The difference is how rigorously they’re applied and enforced. For suppression, the measures intensify as things get bad and ease when they improve. Whereas, elimination efforts try to get ahead of the outbreak by being intense from the beginning.

The UK government decided to ease its lockdown in response to cases falling, but with the virus still circulating at relatively high levels. The reason why this seems to be a suppression approach is that if the UK were trying to eliminate the virus, it will be continuing to strictly apply infection control measures to drive transmission down to zero.

COVID-19 is a killer that can affect everyone but is principally dangerous to the elderly, those with pre-existing health conditions and ethnic minority groups. We know it’s contagious and has mutated to become even more infectious. Treatment for it can be costly, especially if intensive care is needed, and survivors may suffer long-term health impacts.

COVID-19, therefore, is not a low-consequence infection. A suppression approach that leaves the virus circulating at low levels could still mean potentially thousands of deaths in the UK each year, especially in vulnerable populations.

But the public and policymakers may weigh the healthcare costs and burden of death and disease on one hand against the economic and social costs of continuing with strict control measures on the other.

Faced with rising unemployment, businesses going bust and economic recession, some may question whether trying to eliminate the disease is too costly. In many major advanced economies, GDP may fall by 20%-25% in response to control measures used so far. So from a cost-benefit angle, suppression may seem the most economical approach.

However, these considerations are seen from a short-term perspective. Societal costs in the longer term cast disease control in a different light.

Take the example of influenza. Each year a billion people get infected, and up to 650,000 die from it. The costs of immunizing, treating and controlling influenza are considerable. The US alone spends an estimated US$10 billion (£7.7 billion) a year fighting the flu, with its economy losing tens of billions more due to people being off work. This has wider economic impacts, affecting productivity and national economic growth. And that’s just one year’s worth of cost. Extrapolate that across the world over 50 to 100 years and the costs become astronomical.

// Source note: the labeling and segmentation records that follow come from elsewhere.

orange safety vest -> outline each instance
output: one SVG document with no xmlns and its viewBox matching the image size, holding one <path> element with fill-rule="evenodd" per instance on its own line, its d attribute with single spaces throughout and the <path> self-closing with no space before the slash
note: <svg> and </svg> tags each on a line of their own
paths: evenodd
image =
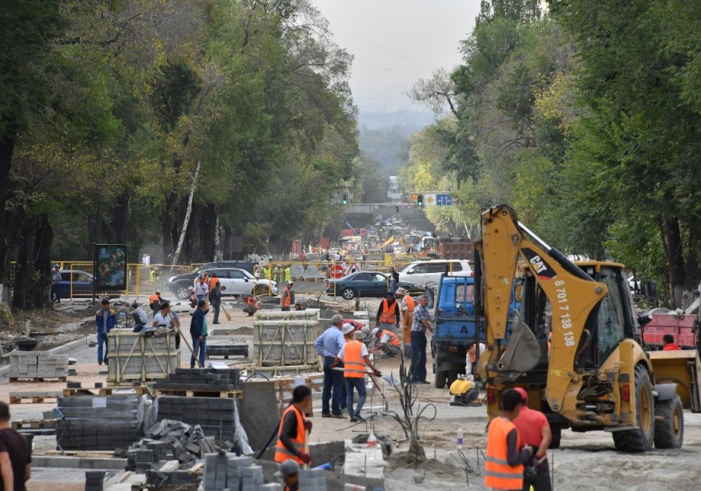
<svg viewBox="0 0 701 491">
<path fill-rule="evenodd" d="M 299 465 L 304 465 L 304 461 L 288 450 L 280 439 L 280 433 L 283 431 L 283 422 L 285 421 L 285 417 L 290 411 L 294 411 L 294 415 L 297 417 L 297 436 L 294 438 L 291 438 L 291 440 L 297 448 L 297 451 L 302 452 L 304 450 L 304 443 L 306 440 L 304 432 L 304 422 L 306 421 L 306 418 L 304 417 L 304 415 L 297 410 L 297 408 L 294 405 L 291 405 L 285 410 L 283 412 L 283 417 L 280 419 L 280 426 L 278 428 L 278 443 L 275 445 L 275 462 L 282 463 L 285 460 L 292 459 Z"/>
<path fill-rule="evenodd" d="M 285 291 L 287 292 L 287 295 L 285 295 L 285 298 L 283 299 L 283 307 L 290 307 L 290 304 L 292 302 L 292 292 L 290 291 L 290 288 L 285 287 Z"/>
<path fill-rule="evenodd" d="M 399 346 L 399 344 L 400 344 L 400 343 L 399 343 L 399 338 L 397 337 L 397 335 L 395 335 L 394 332 L 393 332 L 390 330 L 388 330 L 385 329 L 383 331 L 382 331 L 382 333 L 380 334 L 380 339 L 381 339 L 383 338 L 383 337 L 384 337 L 386 335 L 390 337 L 390 339 L 389 339 L 389 341 L 388 341 L 388 343 L 389 344 L 391 344 L 392 346 Z"/>
<path fill-rule="evenodd" d="M 349 341 L 343 346 L 343 377 L 347 379 L 365 377 L 365 361 L 360 354 L 362 343 Z"/>
<path fill-rule="evenodd" d="M 380 314 L 380 322 L 386 322 L 388 324 L 395 324 L 397 323 L 397 314 L 395 311 L 395 306 L 397 304 L 397 301 L 392 304 L 392 310 L 390 310 L 389 304 L 387 303 L 387 299 L 386 298 L 382 301 L 382 314 Z"/>
<path fill-rule="evenodd" d="M 513 466 L 507 462 L 506 436 L 513 429 L 516 429 L 516 426 L 512 422 L 500 417 L 489 423 L 484 466 L 484 485 L 487 487 L 498 490 L 520 490 L 523 487 L 523 464 Z M 517 448 L 521 447 L 520 436 L 516 446 Z"/>
</svg>

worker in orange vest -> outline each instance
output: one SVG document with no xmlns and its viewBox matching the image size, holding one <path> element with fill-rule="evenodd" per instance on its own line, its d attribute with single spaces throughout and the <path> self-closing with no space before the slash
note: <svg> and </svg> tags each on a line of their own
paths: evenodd
<svg viewBox="0 0 701 491">
<path fill-rule="evenodd" d="M 533 448 L 522 448 L 513 420 L 521 411 L 521 394 L 508 389 L 501 394 L 501 415 L 489 423 L 484 485 L 494 490 L 520 490 L 524 483 L 524 464 L 531 459 Z"/>
<path fill-rule="evenodd" d="M 372 330 L 372 335 L 379 341 L 377 347 L 372 350 L 373 353 L 383 351 L 386 358 L 394 358 L 401 353 L 399 337 L 392 331 L 387 329 L 381 331 L 379 328 L 375 328 Z"/>
<path fill-rule="evenodd" d="M 399 304 L 395 300 L 394 293 L 387 292 L 385 300 L 380 302 L 375 318 L 375 327 L 381 330 L 389 330 L 399 334 Z"/>
<path fill-rule="evenodd" d="M 281 464 L 292 459 L 297 464 L 311 464 L 311 456 L 304 452 L 306 436 L 312 426 L 304 412 L 311 404 L 311 389 L 306 385 L 295 387 L 292 391 L 292 403 L 283 412 L 280 420 L 275 462 Z"/>
<path fill-rule="evenodd" d="M 350 325 L 346 324 L 346 325 Z M 336 359 L 331 363 L 331 368 L 333 368 L 341 361 L 343 362 L 343 382 L 346 384 L 346 402 L 350 421 L 353 422 L 365 420 L 360 416 L 360 410 L 362 409 L 362 405 L 365 403 L 367 394 L 365 390 L 365 373 L 367 373 L 365 365 L 370 368 L 376 377 L 382 375 L 370 361 L 367 347 L 362 342 L 365 337 L 365 335 L 361 331 L 355 331 L 353 340 L 343 344 Z M 353 389 L 358 391 L 358 405 L 355 406 L 355 411 L 353 408 Z"/>
<path fill-rule="evenodd" d="M 416 302 L 414 301 L 411 295 L 407 295 L 407 290 L 402 287 L 397 288 L 395 295 L 397 296 L 397 301 L 402 302 L 404 345 L 404 347 L 410 347 L 411 346 L 411 323 L 414 322 L 414 309 L 416 307 Z M 408 352 L 408 350 L 405 349 L 404 351 Z"/>
</svg>

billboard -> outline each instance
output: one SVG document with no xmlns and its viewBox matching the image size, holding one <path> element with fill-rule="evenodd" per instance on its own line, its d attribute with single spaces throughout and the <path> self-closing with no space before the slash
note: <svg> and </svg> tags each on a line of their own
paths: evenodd
<svg viewBox="0 0 701 491">
<path fill-rule="evenodd" d="M 125 244 L 95 244 L 95 289 L 97 292 L 127 289 L 127 246 Z"/>
</svg>

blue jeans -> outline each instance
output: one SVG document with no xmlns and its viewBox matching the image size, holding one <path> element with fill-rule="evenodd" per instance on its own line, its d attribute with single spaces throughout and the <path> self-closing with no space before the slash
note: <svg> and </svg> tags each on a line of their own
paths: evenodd
<svg viewBox="0 0 701 491">
<path fill-rule="evenodd" d="M 358 405 L 355 406 L 355 412 L 353 410 L 353 387 L 358 390 Z M 362 405 L 365 403 L 365 398 L 367 393 L 365 391 L 365 379 L 353 378 L 348 377 L 346 378 L 346 393 L 348 397 L 348 415 L 353 416 L 360 415 L 360 410 Z"/>
<path fill-rule="evenodd" d="M 102 345 L 104 345 L 104 358 L 102 358 Z M 97 363 L 102 363 L 102 360 L 107 361 L 107 335 L 97 331 Z"/>
<path fill-rule="evenodd" d="M 409 373 L 412 382 L 426 379 L 426 333 L 411 331 L 411 365 Z"/>
<path fill-rule="evenodd" d="M 333 412 L 334 415 L 341 414 L 341 392 L 343 386 L 343 372 L 331 369 L 331 364 L 334 359 L 334 356 L 324 357 L 324 390 L 321 393 L 321 412 L 325 415 L 329 412 Z M 336 366 L 342 367 L 343 365 L 339 363 Z"/>
<path fill-rule="evenodd" d="M 207 349 L 207 336 L 202 337 L 202 341 L 199 337 L 192 338 L 192 351 L 196 355 L 199 354 L 200 365 L 205 366 L 205 351 Z M 195 357 L 190 356 L 190 368 L 195 368 Z"/>
</svg>

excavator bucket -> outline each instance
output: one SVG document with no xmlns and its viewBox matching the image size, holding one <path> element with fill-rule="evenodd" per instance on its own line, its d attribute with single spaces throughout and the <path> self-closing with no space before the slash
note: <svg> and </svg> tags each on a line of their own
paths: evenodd
<svg viewBox="0 0 701 491">
<path fill-rule="evenodd" d="M 695 349 L 652 351 L 655 384 L 676 384 L 676 393 L 684 409 L 701 412 L 701 359 Z"/>
<path fill-rule="evenodd" d="M 523 321 L 519 312 L 515 312 L 511 337 L 504 354 L 497 362 L 497 370 L 514 379 L 523 372 L 535 368 L 540 360 L 540 346 L 536 335 Z"/>
</svg>

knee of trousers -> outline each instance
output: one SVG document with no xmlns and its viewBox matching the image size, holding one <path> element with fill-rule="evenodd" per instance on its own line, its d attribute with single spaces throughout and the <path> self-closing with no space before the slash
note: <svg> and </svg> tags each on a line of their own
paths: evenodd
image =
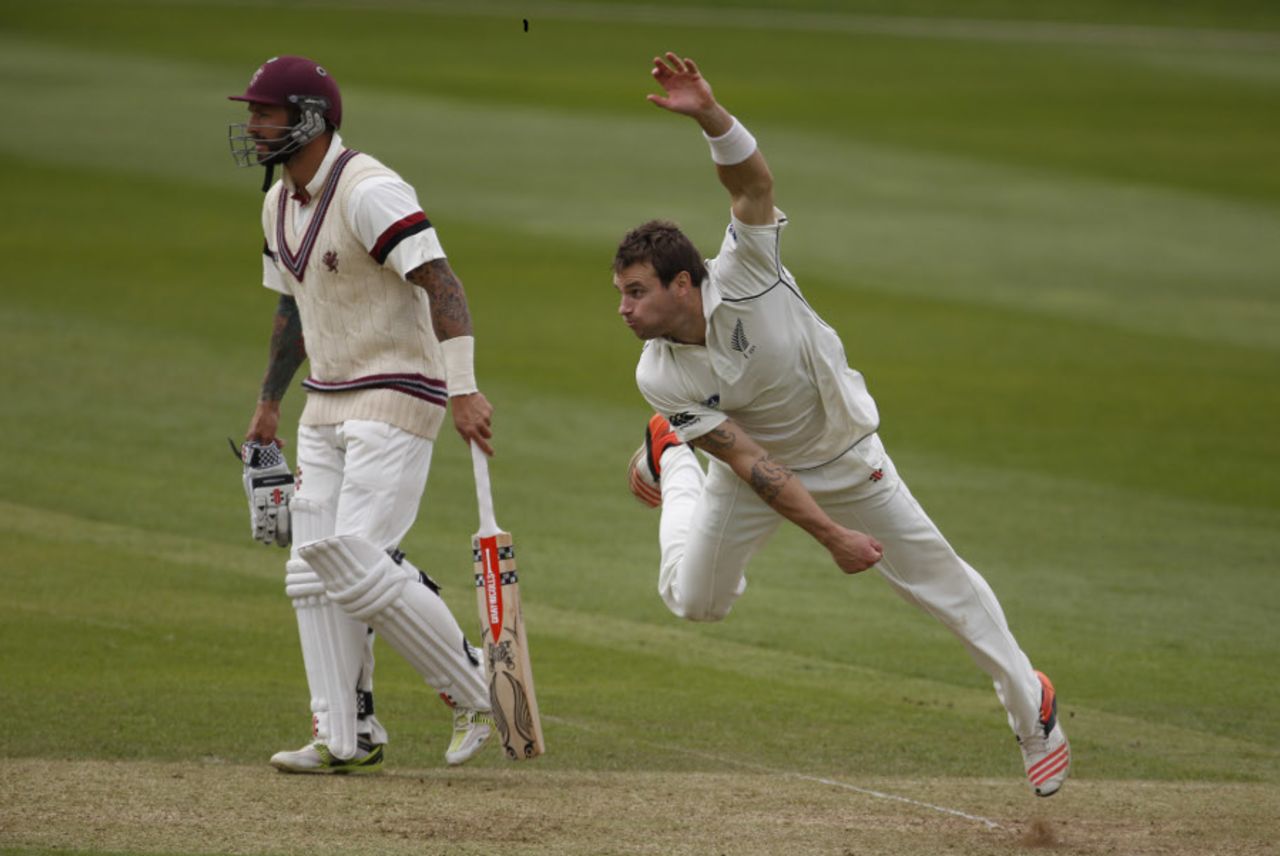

There are also lessons from the 1918 influenza pandemic when elimination was not possible. Spanish flu is estimated to have killed 2.1% of the world’s population (~40 million) and caused a 6% decline in GDP, similar in magnitude to the 2008-09 recession. Suppression can be a lose-lose solution for both health and economic outcomes.

That leaves elimination as the more desirable option. Zero COVID status has been achieved in New Zealand, Brunei and several island states in the Caribbean. This shows that it’s possible. In recent months we’ve seen what actions are needed.

Crucially, elimination doesn’t necessarily demand new measures, but rather wider, more consistent and more prolonged adherence to measures we’ve already used. Elimination requires physical distancing, widespread adoption of hygiene practices (including handwashing) and ubiquitous use of face coverings.

Early detection and isolation of cases will be key, using robust test and trace systems. If the transmission of the virus begins to increase, there needs to be a low threshold for implementing new local and national lockdowns. If and when a vaccine becomes available, then mass immunization programs could help boost immunity in the population.

All of these measures taken together can work, but it will come at a cost to society. However, unless elimination is sought, COVID-19 looks very likely to become an endemic disease. We can then expect it to recur every year in outbreaks and seasonal epidemics.

It also won’t be enough to eliminate COVID-19 in our own countries. In a globalized world, infections can travel between continents within a matter of days.

A coordinated global effort at eradication—eliminating COVID-19 permanently everywhere—is needed. This is considerably more challenging, but if we don’t aim for this, the threat of the disease will remain.